0407 235 322 tamar@tamarbenhur.com

Rita saw me individually. She had impressive long ginger hair softly falling on her shoulders and tall back. She said she came to see me alone because she does not know what to do. She loves her partner of 18 years, but she is having an increasing problem with his smell. She needed to express how bad it is and how terrible this is for her and him. She had tried to tell him, but there seemed to be nothing he could do to change it. It was so bad she found it challenging to sit in the car alongside him, let alone be intimate.

Her situation is an example of an external reality that we could not argue with. The facts seemed to be set in stone. Her experience was undeniable and was pushing her to react. She felt so bad about hurting his feelings. She felt so helpless about it changing. From Rita’s position, she was stuck. She felt as if her sensory reality was constantly bombarded and under attack. On some level, all she wanted was for it to stop. Even to her embarrassment and the cost of her marriage.

Rita was struggling with telling her husband the extent of what was going on for her.
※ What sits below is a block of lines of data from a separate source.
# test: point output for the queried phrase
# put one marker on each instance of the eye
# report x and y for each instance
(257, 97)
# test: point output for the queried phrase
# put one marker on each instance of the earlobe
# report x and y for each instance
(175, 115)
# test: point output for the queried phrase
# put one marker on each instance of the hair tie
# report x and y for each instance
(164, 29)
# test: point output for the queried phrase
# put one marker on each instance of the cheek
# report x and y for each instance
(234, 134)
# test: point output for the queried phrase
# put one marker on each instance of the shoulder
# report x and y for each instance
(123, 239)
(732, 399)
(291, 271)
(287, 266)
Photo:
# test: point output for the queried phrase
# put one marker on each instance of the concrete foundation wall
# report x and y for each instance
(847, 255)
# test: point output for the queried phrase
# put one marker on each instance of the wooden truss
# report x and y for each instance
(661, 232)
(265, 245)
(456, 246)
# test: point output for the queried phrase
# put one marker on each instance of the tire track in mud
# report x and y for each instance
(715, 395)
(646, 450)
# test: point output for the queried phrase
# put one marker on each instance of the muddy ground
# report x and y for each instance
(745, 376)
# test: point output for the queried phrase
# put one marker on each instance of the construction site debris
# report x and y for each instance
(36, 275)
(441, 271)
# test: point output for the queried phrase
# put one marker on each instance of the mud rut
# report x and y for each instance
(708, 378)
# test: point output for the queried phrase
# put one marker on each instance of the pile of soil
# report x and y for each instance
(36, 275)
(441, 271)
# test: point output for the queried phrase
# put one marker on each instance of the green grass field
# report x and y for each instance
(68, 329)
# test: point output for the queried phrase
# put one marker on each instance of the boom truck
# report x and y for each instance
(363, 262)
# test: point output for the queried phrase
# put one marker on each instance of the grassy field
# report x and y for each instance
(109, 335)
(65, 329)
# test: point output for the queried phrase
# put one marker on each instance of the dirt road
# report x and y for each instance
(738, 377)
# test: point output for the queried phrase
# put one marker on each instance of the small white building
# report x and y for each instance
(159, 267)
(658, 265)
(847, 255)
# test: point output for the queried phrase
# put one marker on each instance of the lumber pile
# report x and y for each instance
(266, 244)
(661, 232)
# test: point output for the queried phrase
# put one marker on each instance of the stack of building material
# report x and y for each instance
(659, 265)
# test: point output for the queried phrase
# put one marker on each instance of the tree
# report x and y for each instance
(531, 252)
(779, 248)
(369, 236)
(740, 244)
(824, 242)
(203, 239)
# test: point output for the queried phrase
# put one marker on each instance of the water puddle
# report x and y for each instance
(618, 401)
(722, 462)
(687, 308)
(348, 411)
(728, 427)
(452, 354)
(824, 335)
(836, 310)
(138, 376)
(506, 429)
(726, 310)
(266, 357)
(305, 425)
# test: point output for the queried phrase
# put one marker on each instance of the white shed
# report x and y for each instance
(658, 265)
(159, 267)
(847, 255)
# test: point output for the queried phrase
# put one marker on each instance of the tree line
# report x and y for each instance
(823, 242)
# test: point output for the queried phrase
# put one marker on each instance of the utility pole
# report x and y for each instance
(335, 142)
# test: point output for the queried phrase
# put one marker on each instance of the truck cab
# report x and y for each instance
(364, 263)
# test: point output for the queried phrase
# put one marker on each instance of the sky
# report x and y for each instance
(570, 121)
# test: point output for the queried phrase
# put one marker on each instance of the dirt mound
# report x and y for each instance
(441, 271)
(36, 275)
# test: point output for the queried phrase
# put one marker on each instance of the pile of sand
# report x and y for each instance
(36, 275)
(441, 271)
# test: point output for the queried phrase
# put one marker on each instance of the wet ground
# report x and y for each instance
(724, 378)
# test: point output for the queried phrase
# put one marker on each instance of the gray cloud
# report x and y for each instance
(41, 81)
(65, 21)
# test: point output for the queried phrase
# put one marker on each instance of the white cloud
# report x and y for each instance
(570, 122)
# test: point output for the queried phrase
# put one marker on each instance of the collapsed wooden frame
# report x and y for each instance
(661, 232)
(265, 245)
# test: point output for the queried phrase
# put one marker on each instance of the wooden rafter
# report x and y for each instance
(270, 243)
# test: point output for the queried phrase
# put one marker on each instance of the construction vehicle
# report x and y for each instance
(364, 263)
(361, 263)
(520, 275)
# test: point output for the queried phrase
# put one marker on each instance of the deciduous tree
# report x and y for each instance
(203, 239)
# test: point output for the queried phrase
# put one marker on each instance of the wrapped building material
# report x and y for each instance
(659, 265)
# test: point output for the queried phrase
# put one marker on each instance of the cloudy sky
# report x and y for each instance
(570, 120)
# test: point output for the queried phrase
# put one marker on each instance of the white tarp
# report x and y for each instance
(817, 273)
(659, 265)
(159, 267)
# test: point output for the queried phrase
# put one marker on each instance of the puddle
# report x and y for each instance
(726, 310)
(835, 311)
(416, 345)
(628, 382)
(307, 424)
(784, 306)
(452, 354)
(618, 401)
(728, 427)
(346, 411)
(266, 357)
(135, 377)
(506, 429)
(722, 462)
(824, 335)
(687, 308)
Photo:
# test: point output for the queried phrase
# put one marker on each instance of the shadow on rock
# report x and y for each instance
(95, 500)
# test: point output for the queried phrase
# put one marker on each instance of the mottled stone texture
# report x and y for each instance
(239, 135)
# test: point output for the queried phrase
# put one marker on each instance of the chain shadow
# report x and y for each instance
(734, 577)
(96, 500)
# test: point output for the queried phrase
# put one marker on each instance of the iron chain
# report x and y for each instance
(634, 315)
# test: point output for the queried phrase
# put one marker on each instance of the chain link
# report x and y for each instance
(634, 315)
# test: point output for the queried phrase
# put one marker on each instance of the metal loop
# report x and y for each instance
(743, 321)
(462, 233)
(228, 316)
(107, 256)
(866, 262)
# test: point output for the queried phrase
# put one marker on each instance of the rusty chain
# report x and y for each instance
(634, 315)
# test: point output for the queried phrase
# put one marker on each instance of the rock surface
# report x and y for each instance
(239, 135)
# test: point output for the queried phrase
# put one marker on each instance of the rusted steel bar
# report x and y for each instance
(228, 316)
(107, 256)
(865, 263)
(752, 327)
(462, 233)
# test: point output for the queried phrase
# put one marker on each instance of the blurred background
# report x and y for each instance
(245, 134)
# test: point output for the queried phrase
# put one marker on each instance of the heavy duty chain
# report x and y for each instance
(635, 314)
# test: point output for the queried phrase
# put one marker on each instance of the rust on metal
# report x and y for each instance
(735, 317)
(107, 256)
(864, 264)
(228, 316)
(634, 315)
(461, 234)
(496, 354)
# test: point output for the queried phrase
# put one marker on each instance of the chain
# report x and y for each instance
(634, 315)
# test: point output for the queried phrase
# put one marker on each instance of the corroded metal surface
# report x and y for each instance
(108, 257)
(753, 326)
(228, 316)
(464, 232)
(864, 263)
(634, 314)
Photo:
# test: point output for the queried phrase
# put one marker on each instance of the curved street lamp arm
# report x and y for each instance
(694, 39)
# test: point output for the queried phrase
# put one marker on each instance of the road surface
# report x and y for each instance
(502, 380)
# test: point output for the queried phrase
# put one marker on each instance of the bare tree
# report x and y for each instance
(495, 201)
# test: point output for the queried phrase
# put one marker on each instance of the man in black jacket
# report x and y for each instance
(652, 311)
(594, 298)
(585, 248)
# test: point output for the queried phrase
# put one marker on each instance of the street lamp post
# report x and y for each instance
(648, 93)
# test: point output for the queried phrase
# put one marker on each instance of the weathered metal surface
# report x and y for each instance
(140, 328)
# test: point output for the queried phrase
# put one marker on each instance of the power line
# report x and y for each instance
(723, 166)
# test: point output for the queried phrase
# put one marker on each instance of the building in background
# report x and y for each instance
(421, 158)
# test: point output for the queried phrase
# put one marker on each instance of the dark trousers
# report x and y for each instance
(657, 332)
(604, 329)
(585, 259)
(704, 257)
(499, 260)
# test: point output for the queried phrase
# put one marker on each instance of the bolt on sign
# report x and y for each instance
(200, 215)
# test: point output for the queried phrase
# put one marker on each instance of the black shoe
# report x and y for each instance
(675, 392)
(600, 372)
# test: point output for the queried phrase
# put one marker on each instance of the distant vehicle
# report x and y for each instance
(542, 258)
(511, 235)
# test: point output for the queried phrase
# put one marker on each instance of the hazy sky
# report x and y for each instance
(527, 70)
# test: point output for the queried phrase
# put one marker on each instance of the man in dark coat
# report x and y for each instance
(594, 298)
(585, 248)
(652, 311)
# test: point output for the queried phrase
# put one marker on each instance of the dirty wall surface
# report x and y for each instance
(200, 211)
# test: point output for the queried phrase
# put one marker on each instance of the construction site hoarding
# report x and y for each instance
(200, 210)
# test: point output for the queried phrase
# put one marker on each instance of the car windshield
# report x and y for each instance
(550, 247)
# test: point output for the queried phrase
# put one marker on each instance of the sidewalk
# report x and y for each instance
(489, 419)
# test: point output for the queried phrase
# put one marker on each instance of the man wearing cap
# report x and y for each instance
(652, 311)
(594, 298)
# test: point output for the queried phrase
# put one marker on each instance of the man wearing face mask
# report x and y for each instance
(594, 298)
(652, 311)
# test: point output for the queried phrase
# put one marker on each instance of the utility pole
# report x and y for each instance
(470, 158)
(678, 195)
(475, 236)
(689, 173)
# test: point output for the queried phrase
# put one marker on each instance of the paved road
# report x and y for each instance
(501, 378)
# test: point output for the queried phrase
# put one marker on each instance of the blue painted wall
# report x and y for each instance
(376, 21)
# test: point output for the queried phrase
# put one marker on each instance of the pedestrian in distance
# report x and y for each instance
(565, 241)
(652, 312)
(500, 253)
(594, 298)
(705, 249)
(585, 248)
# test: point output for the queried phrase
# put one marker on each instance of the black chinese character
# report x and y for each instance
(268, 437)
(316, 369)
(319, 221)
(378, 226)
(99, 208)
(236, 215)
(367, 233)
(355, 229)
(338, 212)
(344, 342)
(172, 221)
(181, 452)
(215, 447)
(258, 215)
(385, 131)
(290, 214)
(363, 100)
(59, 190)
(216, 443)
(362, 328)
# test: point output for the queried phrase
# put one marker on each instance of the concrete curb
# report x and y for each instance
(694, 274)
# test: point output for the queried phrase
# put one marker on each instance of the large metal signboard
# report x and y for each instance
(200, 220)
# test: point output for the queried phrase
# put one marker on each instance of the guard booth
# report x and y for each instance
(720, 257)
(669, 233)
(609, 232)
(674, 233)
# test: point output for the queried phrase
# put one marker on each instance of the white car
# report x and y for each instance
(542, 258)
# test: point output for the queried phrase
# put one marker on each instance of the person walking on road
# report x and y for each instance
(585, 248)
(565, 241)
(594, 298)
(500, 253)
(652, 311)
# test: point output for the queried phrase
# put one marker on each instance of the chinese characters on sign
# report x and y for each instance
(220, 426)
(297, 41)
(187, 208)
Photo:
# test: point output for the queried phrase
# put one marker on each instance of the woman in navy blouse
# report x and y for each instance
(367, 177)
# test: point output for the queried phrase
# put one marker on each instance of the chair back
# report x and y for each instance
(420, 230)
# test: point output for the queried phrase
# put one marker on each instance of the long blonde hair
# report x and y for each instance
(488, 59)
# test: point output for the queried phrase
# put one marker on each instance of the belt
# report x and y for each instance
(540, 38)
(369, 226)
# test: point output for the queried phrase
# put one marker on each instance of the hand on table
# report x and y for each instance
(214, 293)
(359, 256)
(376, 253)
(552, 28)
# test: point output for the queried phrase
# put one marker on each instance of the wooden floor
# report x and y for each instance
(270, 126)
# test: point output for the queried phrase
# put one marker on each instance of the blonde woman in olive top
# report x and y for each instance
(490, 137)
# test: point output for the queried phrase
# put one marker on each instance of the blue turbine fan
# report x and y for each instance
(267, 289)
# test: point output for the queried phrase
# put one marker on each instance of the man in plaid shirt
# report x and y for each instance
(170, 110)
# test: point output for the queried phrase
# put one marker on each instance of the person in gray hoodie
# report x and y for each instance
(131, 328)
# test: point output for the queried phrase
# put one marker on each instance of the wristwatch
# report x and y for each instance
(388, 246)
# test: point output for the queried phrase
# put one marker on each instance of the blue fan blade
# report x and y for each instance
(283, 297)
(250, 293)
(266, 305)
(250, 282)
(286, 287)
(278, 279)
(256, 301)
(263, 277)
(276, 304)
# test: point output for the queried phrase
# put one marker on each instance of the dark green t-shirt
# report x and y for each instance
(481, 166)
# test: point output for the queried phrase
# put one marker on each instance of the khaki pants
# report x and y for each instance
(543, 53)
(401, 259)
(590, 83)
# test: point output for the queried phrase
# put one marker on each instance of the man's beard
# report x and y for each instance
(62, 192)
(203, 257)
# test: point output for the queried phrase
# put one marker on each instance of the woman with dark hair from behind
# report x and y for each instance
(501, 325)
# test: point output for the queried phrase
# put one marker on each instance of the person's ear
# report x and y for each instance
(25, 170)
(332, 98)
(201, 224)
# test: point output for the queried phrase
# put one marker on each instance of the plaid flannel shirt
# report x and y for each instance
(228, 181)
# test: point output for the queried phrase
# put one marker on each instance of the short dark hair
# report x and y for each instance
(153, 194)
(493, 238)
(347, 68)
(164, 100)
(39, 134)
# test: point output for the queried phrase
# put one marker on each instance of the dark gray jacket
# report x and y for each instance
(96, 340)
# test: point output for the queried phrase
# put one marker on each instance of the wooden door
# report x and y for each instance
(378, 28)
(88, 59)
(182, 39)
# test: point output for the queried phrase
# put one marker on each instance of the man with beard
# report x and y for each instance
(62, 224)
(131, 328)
She would randomly say to him, ‘your breath stinks’, when he got close. Or she would randomly hand him a mint and suggest that he was overdue for a visit to the dentist or doctor. His posture would fold and withdraw in embarrassment, and they would drop the topic. She felt his shame and then felt guilty about bringing it up. We talked about her right to feel what she is feeling. And the strong need for her to communicate from an integrated place rather than from a reactive position. Owning what was going on for her truthfully without blaming or feeling she needed to have a solution.

Rita saw me fortnightly initially and then dropped to monthly sessions over a year. I suggested ways where they could maintain intimacy with boundaries that made sure his smell didn’t trigger her. These new solutions and conversations took them on a journey exploring new ways of touching and being intimate and subsequently increasing their sensory vocabulary. The restrictions became like a game. It was a fact to take into consideration rather than a threat to defend. In one of our last sessions, I asked Rita about how she was feeling about the smell. Rita realised she hasn’t thought about it for a while. She then told me that the learnt her husband was detoxing toxins due to medication he took and his body was producing a smell in the process. What seemed as a set-in-stone reality had transformed into a new one. She said this whole process of counselling had provided her with an opportunity to connect truthfully and find creative solutions. She learnt how to stay connected to her experience and not to disregard it. She shifted from focusing on the stuff between them to the energetic field or the space between them. As long as she could do that, everything felt manageable.